Solution: If you think your images are all starting to look the same, or you’re lacking inspiration, it’s time to look at things differently. Experiment with different angles or viewpoints. Try capturing reflections, or night scenes, or still life. Play with light painting, long exposures, or shooting through different objects. Don't be worried that it might not work - that's all part of the fun. You aren't going to find a new favourite technique if you don't start experimenting.
7) Using Your Camera’s Built-in Pop-up Flash Put simply, you should try to avoid using your camera's naked pop-up flash at all costs. It’s small and right on top of the camera, so it creates a very harsh and unflattering light. Smaller light sources create harder light, which results in strong shadows, not ideal for capturing beautiful portraits of your family.
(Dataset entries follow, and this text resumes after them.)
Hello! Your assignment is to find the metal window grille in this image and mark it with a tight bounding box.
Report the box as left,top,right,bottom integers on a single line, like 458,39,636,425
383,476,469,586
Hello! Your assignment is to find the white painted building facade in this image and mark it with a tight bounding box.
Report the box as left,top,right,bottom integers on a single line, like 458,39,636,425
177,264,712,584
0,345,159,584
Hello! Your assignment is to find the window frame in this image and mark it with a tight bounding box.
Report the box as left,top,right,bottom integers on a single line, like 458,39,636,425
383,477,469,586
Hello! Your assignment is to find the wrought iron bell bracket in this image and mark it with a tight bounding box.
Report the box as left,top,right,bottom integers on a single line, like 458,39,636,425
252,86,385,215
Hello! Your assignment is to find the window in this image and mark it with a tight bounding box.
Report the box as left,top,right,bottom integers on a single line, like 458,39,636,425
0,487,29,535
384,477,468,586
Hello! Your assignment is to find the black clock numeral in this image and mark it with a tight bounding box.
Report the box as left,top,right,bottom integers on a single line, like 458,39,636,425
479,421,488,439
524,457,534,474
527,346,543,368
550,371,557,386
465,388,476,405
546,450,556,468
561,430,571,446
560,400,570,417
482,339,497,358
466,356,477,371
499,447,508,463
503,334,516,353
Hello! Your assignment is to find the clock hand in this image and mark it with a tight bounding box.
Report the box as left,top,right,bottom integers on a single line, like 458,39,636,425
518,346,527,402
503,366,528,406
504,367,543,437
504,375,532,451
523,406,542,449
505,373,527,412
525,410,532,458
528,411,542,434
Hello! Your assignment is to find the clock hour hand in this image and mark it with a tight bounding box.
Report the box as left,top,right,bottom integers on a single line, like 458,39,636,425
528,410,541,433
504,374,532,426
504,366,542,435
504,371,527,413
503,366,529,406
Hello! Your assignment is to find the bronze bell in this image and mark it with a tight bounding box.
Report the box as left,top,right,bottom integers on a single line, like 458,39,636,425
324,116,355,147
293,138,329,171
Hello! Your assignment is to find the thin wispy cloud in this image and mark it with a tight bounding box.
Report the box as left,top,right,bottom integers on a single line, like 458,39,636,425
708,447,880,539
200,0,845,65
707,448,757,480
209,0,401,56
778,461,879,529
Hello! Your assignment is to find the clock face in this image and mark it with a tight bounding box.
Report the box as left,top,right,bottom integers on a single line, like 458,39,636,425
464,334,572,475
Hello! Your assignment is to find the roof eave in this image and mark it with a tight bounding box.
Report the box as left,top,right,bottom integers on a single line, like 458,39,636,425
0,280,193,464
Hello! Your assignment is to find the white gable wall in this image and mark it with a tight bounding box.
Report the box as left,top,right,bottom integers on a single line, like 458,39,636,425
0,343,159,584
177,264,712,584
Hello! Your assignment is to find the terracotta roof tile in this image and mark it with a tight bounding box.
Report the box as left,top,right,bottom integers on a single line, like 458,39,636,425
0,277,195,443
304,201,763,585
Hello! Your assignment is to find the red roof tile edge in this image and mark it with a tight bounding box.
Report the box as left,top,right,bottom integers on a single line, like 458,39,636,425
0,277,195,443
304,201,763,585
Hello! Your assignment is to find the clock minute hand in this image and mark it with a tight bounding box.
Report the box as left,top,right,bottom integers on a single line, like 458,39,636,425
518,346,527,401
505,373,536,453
Many new photographers use this flash because it sometimes appears to 'pop up' by itself, but it’s stuck on your camera and can’t be rotated, so the direction of the light is always frontal. This flattens your subject, removing depth and tone.
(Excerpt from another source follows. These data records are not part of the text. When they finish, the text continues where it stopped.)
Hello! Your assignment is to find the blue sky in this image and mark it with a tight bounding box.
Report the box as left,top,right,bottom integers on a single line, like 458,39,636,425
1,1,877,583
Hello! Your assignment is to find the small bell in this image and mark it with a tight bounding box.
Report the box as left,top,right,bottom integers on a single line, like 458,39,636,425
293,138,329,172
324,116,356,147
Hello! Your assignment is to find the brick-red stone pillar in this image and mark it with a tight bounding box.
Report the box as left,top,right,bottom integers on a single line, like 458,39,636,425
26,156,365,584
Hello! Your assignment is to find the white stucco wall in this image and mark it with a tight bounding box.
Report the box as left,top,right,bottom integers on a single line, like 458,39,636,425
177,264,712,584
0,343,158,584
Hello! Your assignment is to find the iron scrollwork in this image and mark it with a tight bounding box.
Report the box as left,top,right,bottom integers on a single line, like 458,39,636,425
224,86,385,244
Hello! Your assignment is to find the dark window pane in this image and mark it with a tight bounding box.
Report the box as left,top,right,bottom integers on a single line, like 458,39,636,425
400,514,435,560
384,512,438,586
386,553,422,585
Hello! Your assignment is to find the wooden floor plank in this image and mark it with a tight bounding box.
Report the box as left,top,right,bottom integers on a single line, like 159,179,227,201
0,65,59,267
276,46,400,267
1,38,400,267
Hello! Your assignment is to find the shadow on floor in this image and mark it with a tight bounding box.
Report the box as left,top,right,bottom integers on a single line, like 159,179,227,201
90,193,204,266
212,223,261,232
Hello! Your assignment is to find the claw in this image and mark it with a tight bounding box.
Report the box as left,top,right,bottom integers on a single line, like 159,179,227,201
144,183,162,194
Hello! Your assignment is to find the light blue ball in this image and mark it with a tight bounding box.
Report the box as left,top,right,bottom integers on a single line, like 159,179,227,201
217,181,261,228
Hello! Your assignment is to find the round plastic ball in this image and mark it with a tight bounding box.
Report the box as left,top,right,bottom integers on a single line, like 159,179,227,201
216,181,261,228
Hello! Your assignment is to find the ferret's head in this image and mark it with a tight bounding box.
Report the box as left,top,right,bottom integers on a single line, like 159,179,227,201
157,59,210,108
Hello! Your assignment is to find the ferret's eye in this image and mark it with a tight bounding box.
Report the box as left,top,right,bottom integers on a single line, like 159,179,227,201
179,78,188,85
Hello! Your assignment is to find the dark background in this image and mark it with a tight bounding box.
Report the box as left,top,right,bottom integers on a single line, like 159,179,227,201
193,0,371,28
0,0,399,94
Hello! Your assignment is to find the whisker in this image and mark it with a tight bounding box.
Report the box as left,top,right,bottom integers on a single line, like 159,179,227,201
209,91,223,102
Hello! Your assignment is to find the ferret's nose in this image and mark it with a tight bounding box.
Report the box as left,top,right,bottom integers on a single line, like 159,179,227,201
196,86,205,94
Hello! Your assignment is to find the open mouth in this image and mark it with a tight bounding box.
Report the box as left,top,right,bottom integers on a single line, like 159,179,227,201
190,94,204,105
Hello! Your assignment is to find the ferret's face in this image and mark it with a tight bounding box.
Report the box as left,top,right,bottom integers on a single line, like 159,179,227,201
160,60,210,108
Solution: Try experimenting with ISO to determine whether or not you actually need to use flash. In many cases, raising the ISO just a little will give you enough light to capture your scene. If you absolutely must use flash, or are interested in learning more about it, invest in a Speedlight or portable flash. One that can rotate up, down, left and right is ideal. This will allow you to bounce the flash off objects (such as the wall or ceiling), creating a larger, directional light source, which is much softer and more flattering.
8) Going Too Quickly In a world of digital photography, we are often tempted to snap away like paparazzi, and not pay attention to what we are actually doing. How many times have you frantically taken 20 photographs of the same scene, only to realise (later, when reviewing them at home) that there was a huge, ugly dumpster in the background of every single shot? If only you’d taken one step to the left, or zoomed in a bit, you could have avoided this distraction! Taking your time and reviewing your images on sight not only improves your skills rapidly, but also allows you to make changes that are impossible to make in post production (a change in focus or angle, for example).
Solution: Slow down! Take one frame at a time. Really think about everything in that picture. Look at the subject, the foreground and the background. Only press the shutter when everything looks right. And once you've pressed the shutter, look closely at the image you’ve taken. Is there anything you can do to improve it while you’re still on location?
9) Not Shooting Enough Probably the biggest mistake beginner photographers make is not taking enough photos. Don’t make excuses like not having time, being too tired, not being “good enough”, or being uninspired. Without practice, you’re not going to learn any new techniques, or build on the skills you already have. The only way to overcome these excuses is to get out there and shoot!
Solution: Commit to shooting something on a regular basis. Whether that’s going to a particular place to capture its mood, vowing to take a self portrait once per month or taking one considered picture each day, make time for yourself to practice your craft. If you think you don’t have time, schedule some. Sometimes photographers find getting involved in projects, such as Project 365 or Project 52, help to keep them motivated. The worst thing to do is to shoot irregularly. So pick up the camera, and get busy!